Boston College Law School
Committee for Public Counsel-Youth Advocacy Division
To the future young people of Boston: There’s a well-traveled, tough, empathetic and fearless advocate coming your way.
“I definitely have a heart for children who’ve had a lot of struggles and a lot of hardships,” said Julia Sauve, a 28-year-old second-year student at Boston College Law. “Ultimately, I just want to be as useful to children in Boston as I can be.”
When she speaks of struggles and hardships, and doing something about it, she’s not bluffing. She worked briefly in a Costa Rican orphanage while in high school, spent two months commuting by chicken bus to help with kindergarteners and fourth-graders in Tanzania, and spent another two months in Ho Chi Minh City, Vietnam — doing everything from changing diapers to teaching math and English nine hours a day — inside a few tiny, windowless rooms.
And that was just a warmup.
Julia was only 23 when, armed with a Boston College degree in economics and her various multicultural experiences, she left Boston and her job at a family law firm to return to her mission with children. “I wanted to help more, and I knew I felt very alive when my feet were on the ground.”
She also knew there was a significant need just across the Mexican border, where the largely lawless conditions tended to keep American volunteers away. She found an orphanage in Tijuana, flew in to see it, “and that’s where I knew I wanted to be.”
It didn’t take long to discover that the conditions in this orphanage were more than could be fixed quickly. “It was either go home and call it a day, or stay,” she said. “I decided to stay.”
Julia stayed for two and a half years, in fact, during which time she came to realize that the troubles were even darker than she had originally thought, in the form of exploitation and sexual abuse.

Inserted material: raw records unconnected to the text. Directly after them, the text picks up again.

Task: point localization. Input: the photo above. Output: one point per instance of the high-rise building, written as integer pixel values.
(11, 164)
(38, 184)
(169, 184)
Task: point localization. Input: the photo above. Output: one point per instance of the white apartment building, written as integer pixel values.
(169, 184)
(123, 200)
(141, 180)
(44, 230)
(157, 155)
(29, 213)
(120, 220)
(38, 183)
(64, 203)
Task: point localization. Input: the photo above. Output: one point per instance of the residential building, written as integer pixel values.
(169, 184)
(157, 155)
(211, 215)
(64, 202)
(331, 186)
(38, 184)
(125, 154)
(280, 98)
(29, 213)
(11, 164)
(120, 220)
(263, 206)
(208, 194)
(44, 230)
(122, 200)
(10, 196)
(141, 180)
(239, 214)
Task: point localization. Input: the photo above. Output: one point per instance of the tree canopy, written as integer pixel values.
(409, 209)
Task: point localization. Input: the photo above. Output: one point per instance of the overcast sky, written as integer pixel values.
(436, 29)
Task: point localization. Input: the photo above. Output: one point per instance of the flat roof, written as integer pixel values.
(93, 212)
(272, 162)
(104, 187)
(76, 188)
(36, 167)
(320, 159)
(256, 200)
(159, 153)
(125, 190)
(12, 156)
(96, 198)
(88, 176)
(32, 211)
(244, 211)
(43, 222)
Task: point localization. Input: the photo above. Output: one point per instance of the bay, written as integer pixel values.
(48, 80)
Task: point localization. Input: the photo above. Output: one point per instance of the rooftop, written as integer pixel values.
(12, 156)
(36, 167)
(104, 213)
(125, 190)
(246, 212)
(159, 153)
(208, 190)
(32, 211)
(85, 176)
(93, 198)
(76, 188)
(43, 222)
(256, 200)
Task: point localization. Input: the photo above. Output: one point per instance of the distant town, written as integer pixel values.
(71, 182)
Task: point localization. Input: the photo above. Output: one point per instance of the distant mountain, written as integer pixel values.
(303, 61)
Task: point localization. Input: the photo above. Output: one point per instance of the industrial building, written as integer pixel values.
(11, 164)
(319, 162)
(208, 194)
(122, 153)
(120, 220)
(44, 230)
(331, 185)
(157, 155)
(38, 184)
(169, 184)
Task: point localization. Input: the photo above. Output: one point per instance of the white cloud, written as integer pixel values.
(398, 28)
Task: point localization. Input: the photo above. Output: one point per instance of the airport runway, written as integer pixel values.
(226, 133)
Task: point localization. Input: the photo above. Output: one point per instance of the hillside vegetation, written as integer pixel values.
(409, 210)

With little help from the police and resistance from the orphanage director, she enlisted the local newspaper and, ultimately, federal authorities, and after a year the orphanage was shut down.

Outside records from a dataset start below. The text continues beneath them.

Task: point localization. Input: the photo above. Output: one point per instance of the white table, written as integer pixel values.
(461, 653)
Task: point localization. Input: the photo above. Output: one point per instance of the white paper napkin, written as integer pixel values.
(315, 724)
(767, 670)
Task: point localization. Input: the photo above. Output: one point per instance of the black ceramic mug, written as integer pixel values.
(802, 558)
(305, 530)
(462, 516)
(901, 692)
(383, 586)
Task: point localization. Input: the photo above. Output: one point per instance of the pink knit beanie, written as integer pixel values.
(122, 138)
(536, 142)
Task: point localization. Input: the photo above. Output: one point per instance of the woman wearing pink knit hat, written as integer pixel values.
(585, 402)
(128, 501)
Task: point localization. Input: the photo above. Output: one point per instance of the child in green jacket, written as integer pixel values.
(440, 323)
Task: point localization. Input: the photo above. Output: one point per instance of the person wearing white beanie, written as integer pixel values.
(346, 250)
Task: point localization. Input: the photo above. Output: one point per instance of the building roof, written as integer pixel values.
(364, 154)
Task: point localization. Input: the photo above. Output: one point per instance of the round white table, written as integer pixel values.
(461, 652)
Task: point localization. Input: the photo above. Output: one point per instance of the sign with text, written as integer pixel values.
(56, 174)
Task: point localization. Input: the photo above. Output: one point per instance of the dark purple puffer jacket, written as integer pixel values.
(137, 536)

In its place, Julia opened “not an orphanage,” she said, “but a home,” and founded Agape Kids, Inc. in support of that mission.
What was missing from the Tijuana experience, she said, was a legal background to help navigate. So she returned to the northeast and worked at a personal injury firm while applying to law school.
The Rappaport Fellowship led her to the Youth Advocacy Division of the Committee for Public Counsel Services, where she got a real sense of how easy it is for young people with still-developing brains and tough backgrounds to make life-altering decisions. She listened to their conversations with lawyers and thought: “They’re just children, and now they’re looking at this tough road ahead.”
The Rappaport Center’s resources and networking “have propelled me year ahead of where I would have been without as far as insight and reflection,” she said. “From every angle, they continue to overwhelm us with opportunities.”
She expects her eventual career to take aim at that dynamic, whether in person or through policy work, always with an eye on the kids she’s helping. “Someone once told me to stay close to the injustice,” she said. “Don’t get too far from it, or it’s easy to lose vision.”